I'm using django-import-export to load csv files in a migration file which I understand is current best practise for Django 1.7 to load initial data. This worked fine for the first file:
class Country(models.Model):
ISO2 = models.CharField(max_length=2, primary_key=True)
name = models.CharField(max_length=50, unique=True)
and the entire migration file contents. note that ISO2 is the primary key so required the addition line import_id_fields = ['ISO2']. Code adapted from answer to this question: Loading initial data with Django 1.7 and data migrations:
from django.conf import settings
import tablib
from import_export import resources
from web.models import Country
import os
import csv
# load initial data - assume it is all in web/fixtures directory
class CountryResource(resources.ModelResource):
class Meta:
model = Country
import_id_fields = ['ISO2']
fixture_dir = os.path.abspath(os.path.join(settings.PROJECT_ROOT, 'web/fixtures'))

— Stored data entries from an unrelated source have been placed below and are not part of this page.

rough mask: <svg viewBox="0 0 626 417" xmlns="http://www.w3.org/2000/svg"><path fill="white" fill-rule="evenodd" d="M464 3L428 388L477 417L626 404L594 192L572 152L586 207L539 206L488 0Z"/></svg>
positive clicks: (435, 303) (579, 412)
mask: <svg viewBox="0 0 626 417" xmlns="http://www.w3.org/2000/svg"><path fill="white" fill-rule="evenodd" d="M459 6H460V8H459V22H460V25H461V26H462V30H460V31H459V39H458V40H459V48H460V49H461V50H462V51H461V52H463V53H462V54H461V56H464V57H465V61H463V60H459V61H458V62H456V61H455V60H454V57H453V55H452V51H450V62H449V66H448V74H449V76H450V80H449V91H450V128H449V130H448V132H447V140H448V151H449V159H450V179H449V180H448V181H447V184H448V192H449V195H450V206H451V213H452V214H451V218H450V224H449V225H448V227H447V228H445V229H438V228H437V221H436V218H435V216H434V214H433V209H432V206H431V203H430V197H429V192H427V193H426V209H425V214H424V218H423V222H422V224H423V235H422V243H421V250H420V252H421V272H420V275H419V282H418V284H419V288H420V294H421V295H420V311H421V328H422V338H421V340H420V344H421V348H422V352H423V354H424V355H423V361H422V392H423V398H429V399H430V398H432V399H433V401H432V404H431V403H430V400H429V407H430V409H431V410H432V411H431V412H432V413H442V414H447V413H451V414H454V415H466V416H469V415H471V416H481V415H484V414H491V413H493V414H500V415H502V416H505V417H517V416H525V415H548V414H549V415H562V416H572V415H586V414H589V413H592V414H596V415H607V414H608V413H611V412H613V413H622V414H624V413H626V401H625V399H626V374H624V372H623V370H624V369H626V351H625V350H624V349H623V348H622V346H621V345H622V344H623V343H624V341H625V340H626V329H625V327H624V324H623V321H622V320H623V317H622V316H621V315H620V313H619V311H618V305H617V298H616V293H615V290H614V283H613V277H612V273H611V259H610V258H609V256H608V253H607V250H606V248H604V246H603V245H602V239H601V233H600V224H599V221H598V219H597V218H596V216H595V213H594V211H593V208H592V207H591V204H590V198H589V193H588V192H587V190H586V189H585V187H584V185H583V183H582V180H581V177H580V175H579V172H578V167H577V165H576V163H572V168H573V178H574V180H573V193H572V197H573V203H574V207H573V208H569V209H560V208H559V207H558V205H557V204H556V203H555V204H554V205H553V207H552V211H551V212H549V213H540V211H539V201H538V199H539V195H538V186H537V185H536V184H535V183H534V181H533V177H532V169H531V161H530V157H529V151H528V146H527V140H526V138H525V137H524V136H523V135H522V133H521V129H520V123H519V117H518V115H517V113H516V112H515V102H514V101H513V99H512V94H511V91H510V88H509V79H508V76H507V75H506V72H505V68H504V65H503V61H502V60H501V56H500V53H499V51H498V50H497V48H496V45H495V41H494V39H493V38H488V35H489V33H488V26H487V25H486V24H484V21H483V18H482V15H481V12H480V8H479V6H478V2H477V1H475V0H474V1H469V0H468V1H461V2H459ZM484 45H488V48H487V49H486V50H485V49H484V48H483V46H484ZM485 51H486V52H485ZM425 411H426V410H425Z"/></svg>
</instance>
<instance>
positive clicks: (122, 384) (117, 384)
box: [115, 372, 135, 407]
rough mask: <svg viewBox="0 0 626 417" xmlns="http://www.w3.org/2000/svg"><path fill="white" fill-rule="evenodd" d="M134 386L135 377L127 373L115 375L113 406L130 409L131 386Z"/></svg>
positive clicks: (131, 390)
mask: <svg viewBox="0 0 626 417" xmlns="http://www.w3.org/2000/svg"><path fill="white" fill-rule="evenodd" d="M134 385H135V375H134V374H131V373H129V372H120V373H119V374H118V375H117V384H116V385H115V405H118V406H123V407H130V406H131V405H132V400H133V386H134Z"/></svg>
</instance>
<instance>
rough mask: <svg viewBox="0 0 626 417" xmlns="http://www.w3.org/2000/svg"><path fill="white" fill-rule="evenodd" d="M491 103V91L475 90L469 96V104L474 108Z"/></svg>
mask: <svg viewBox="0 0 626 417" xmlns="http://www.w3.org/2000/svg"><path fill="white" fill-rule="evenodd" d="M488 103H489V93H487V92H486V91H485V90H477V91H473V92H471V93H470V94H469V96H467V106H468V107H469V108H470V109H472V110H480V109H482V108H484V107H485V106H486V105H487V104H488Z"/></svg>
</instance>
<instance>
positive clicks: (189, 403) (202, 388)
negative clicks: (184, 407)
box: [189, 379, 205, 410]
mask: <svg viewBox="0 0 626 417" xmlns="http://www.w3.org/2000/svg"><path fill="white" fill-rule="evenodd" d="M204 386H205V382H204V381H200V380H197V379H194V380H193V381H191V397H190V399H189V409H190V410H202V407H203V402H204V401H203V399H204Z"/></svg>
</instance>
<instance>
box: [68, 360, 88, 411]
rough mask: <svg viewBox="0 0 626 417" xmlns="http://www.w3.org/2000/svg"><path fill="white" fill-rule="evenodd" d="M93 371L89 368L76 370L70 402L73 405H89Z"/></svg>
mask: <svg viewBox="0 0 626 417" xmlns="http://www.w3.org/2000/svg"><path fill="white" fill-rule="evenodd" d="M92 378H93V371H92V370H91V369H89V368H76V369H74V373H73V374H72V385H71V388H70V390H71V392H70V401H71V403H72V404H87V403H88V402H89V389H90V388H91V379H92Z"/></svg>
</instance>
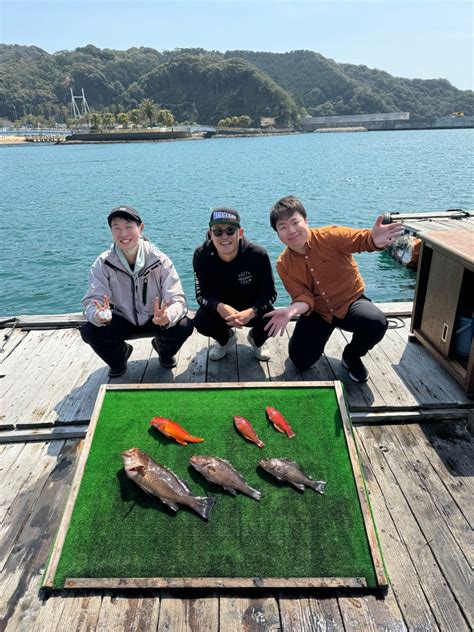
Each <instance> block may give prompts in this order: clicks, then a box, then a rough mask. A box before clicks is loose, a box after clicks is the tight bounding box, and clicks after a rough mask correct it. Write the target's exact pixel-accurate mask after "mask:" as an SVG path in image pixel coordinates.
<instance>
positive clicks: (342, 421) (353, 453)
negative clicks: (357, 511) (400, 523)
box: [334, 382, 388, 588]
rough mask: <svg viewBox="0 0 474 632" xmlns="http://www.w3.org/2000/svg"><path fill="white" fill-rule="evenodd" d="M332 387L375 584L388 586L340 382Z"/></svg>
mask: <svg viewBox="0 0 474 632" xmlns="http://www.w3.org/2000/svg"><path fill="white" fill-rule="evenodd" d="M334 388H335V391H336V397H337V401H338V404H339V412H340V415H341V420H342V426H343V429H344V434H345V437H346V443H347V450H348V452H349V458H350V460H351V464H352V472H353V474H354V480H355V484H356V487H357V493H358V495H359V503H360V508H361V511H362V516H363V518H364V526H365V532H366V534H367V540H368V542H369V548H370V553H371V556H372V563H373V565H374V571H375V576H376V580H377V584H378V586H379V587H381V588H385V587H386V586H388V579H387V576H386V574H385V568H384V565H383V562H382V556H381V554H380V549H379V545H378V541H377V535H376V533H375V528H374V522H373V519H372V514H371V511H370V506H369V503H368V499H367V494H366V491H365V485H364V479H363V477H362V471H361V465H360V463H359V455H358V452H357V447H356V444H355V441H354V435H353V433H352V428H351V422H350V419H349V414H348V412H347V408H346V403H345V400H344V393H343V391H342V385H341V383H340V382H334Z"/></svg>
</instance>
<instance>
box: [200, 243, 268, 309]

fixture_filename = 'web_country.csv'
def load_fixture(apps, schema_editor):
fixture_file = os.path.join(fixture_dir, fixture_filename)
with open(fixture_file, 'r') as content_file:
content = content_file.read()
resource = CountryResource()
data = tablib.Dataset()
data.csv = content
result = resource.import_data(data, dry_run=False,
raise_errors=True)
def unload_fixture(apps, schema_editor):
"Brutally deleting all entries for this model..."
country = apps.get_model("web", "Country")
country.objects.all().delete()
class Migration(migrations.Migration):
dependencies = [
('web', '0001_initial'),
]
operations = [
migrations.RunPython(load_fixture, reverse_code=unload_fixture),
]
Now for the next file which has a primary key relationship to that one:
class CountryFootprint(models.Model):
ISO2 = models.ForeignKey(Country)
footprint = models.DecimalField(max_digits=18, decimal_places=6)
and a subset of the migration file, with my attempt to link up the foreign key:
class CountryFootprintResource(resources.ModelResource):
ISO2_id = fields.Field( widget=widgets.ForeignKeyWidget(Country, 'ISO2'))
class Meta:
model = CountryFootprint
This give me:
django.db.models.fields.related.RelatedObjectDoesNotExist: CountryFootprint has no ISO2.
Also tried:
ISO2_id = fields.Field(column_name='ISO2_id', attribute='ISO2', widget=widgets.ForeignKeyWidget(Country, 'ISO2'))
File "/Users/phoebebr/Development/gmd/web/migrations/0003_auto_20141220_1931.py", line 43, in load_fixture
raise_errors=True)
File "/Users/phoebebr/.virtualenvs/gmd/lib/python2.7/site-packages/import_export/resources.py", line 359, in import_data
six.reraise(*sys.exc_info())
File "/Users/phoebebr/.virtualenvs/gmd/lib/python2.7/site-packages/import_export/resources.py", line 348, in import_data
row_result.object_repr = force_text(instance)
File "/Users/phoebebr/.virtualenvs/gmd/lib/python2.7/site-packages/django/utils/encoding.py", line 85, in force_text
s = six.text_type(s)
TypeError: coercing to Unicode: need string or buffer, Country found
I've read the documentation and I'm sure the answer is there but it's just not jumping out at me!
Either of these two lines work:
ISO2_id = fields.Field( widget=widgets.ForeignKeyWidget(Country, 'ISO2'))
or
ISO2_id = fields.Field(column_name='ISO2_id', attribute='ISO2', widget=widgets.ForeignKeyWidget(Country, 'ISO2'))
using just:
fields = ('ISO2', 'footprint')
gives error
django.db.models.fields.related.RelatedObjectDoesNotExist: CountryFootprint has no ISO2.
The coercing to Unicode error was caused by my not having a string returned from the unicode def:
def __unicode__(self):
return self.ISO2
should have been
def __unicode__(self):
return self.ISO2.name
so many coding problems solved by a good nights sleep!